Private rooms from £29, yha.org.uk

whitby

Tuck into fish and chips at pretty Whitby, a port well known for its abbey (Image: Getty)

UP THE TROSSACHS: Aberfoyle to Aberfeldy, Scotland

This succulent bit of Scotland is often missed by visitors heading for the coasts and the islands, but it has a bit of everything: forest, loch, mountain and glen, and it is easily accessible from Glasgow and Edinburgh.

Starting point Aberfeldy is an outdoorsy village in the Trossachs National Park, in loch-nestling hills tufted by forest and threaded by the long-distance path named after local outlaw, Rob Roy.

Head north past Loch Katrine, with its antique steamship, on a swooping road through Brig o’Turk. Then turn right at Lochearnhead to bob along the shore to posh Comrie, a village which has a remarkably intact SecondWorld War prisoner of war camp.

Beyond Crieff cut through the heather-clad Ochil Hills via what is locally known as the Sma’ Glen, into a wild and wonderful slice of the Highlands, before descending again to verdant Aberfeldy, where JK Rowling and family savour the peace and quiet.

TROSSACHS

The Trossachs are often missed by visitors (Image: Getty)

Stay: Comrie Croft has forest glamping in Nordic kata tents, equipped to sleep six, from £99 a night, comriecroft.com

MOOR TO SEA: Langport to Woolacombe, West Country

There’s a medieval flavour to the Somerset Levels, with their ancient irrigation schemes, winter floods and monasteries and churches on little bumps of land, such as at Muchelney and Burrow Mump.

There’s a certain mystical spirituality here too, under the spell of nearby Glastonbury Tor.

From Langport head west to cross the M5 near Bridgwater, then make for Dunster, one of England’s most intact medieval villages, between the foothills of Exmoor National Park and the Somerset coast.

From here a real roller coaster of a road constantly distracts drivers, with great views and switchbacks, before plunging down into Lynmouth.

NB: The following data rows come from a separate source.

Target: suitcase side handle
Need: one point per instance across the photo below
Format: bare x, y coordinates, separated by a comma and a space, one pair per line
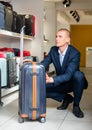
27, 60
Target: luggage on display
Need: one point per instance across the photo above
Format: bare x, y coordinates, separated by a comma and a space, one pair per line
6, 16
30, 25
3, 67
11, 72
32, 91
20, 20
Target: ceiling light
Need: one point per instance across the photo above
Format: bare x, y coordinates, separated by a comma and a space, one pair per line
66, 3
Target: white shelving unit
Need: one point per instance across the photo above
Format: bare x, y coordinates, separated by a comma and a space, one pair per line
13, 34
8, 34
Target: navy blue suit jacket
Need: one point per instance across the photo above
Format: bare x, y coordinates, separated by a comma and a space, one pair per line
70, 64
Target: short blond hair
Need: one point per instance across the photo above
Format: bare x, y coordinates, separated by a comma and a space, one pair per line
64, 29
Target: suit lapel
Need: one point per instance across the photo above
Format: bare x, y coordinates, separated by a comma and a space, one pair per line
66, 57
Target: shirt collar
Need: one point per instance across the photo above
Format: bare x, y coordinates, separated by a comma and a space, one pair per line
63, 54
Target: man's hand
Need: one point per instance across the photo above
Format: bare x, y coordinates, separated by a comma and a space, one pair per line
49, 79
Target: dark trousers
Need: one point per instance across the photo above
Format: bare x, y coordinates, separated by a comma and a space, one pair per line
76, 85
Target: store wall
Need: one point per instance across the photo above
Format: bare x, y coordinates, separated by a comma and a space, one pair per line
81, 37
50, 26
28, 7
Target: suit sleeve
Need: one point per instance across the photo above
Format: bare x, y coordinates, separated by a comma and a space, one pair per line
47, 61
71, 67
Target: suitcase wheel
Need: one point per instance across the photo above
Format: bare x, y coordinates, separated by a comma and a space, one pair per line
1, 103
42, 119
20, 120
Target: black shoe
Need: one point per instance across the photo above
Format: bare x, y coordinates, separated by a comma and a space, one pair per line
77, 112
66, 102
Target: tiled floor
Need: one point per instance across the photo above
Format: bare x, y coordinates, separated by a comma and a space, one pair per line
55, 119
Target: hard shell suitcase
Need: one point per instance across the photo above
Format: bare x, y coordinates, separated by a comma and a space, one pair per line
11, 72
6, 17
32, 90
32, 96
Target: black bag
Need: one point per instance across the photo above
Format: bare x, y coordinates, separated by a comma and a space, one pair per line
7, 4
6, 17
20, 22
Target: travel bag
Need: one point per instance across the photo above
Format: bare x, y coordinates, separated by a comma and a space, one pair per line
32, 91
6, 16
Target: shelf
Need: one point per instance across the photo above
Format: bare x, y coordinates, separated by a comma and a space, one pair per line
14, 35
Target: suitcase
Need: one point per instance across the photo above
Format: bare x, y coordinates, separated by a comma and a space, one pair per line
30, 25
20, 22
11, 72
6, 17
32, 91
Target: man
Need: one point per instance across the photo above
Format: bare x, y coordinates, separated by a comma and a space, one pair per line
69, 78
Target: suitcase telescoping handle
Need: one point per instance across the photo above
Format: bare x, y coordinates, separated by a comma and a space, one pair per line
21, 44
27, 60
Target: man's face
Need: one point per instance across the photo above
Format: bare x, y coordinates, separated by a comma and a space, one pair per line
62, 38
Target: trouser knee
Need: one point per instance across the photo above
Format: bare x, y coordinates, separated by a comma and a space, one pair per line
78, 76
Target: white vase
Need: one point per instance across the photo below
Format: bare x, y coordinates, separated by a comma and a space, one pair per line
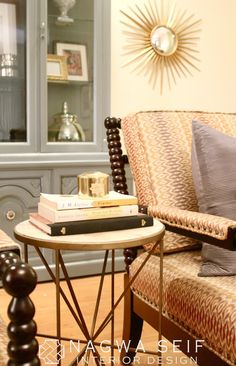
64, 6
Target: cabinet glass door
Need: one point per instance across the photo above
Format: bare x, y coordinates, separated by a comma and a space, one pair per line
70, 68
13, 71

Head inland up the forested valley of the river Lyn, up onto heathery Exmoor and Simonsbath, a crossroads hamlet in the middle of nowhere.

Finally strike west again for Woolacombe, and one of the most pristine sandy beaches anywhere in the country.

Stay: The Exmoor Forest Inn may be a bit old-fashioned, but its lonely Simonsbath location is superb. Doubles with breakfast from £87, exmoorforestinn.com

HEB HOP

Barra to Lewis, Scotland For raw, elemental beauty there’s little that can match the Outer Hebrides.

And it’s not just the landscape and the wildlife that’s compelling: the culture is too. Starting at craggy Barra, where incoming flights land on the beach. Be aware that once you get to North Uist the islanders are hospitable during the week, but disapproving of non-church activity on a Sunday.

Short ferry crossings connect the islands, and the most memorable route along the east coast of Harris is on the so-called Golden Road, because it cost so much to carve this tightest, twistiest hardtop through the rocky landscape.

On Lewis, be sure to divert to the standing stones at Callanish, a Celtic henge where you’re able to get right among the monoliths, unlike at Stonehenge.

You’ll end up in Stornoway, the Hebridean capital which features regularly on national weather forecasts, and for good reason: there’s a lot of weather up here!? Stay: Finsbay cottages on the’ Golden Road are a mix of new and old; Cliff Cottage sleeps four and costs from £400 a week, finsbaycottages.co.uk.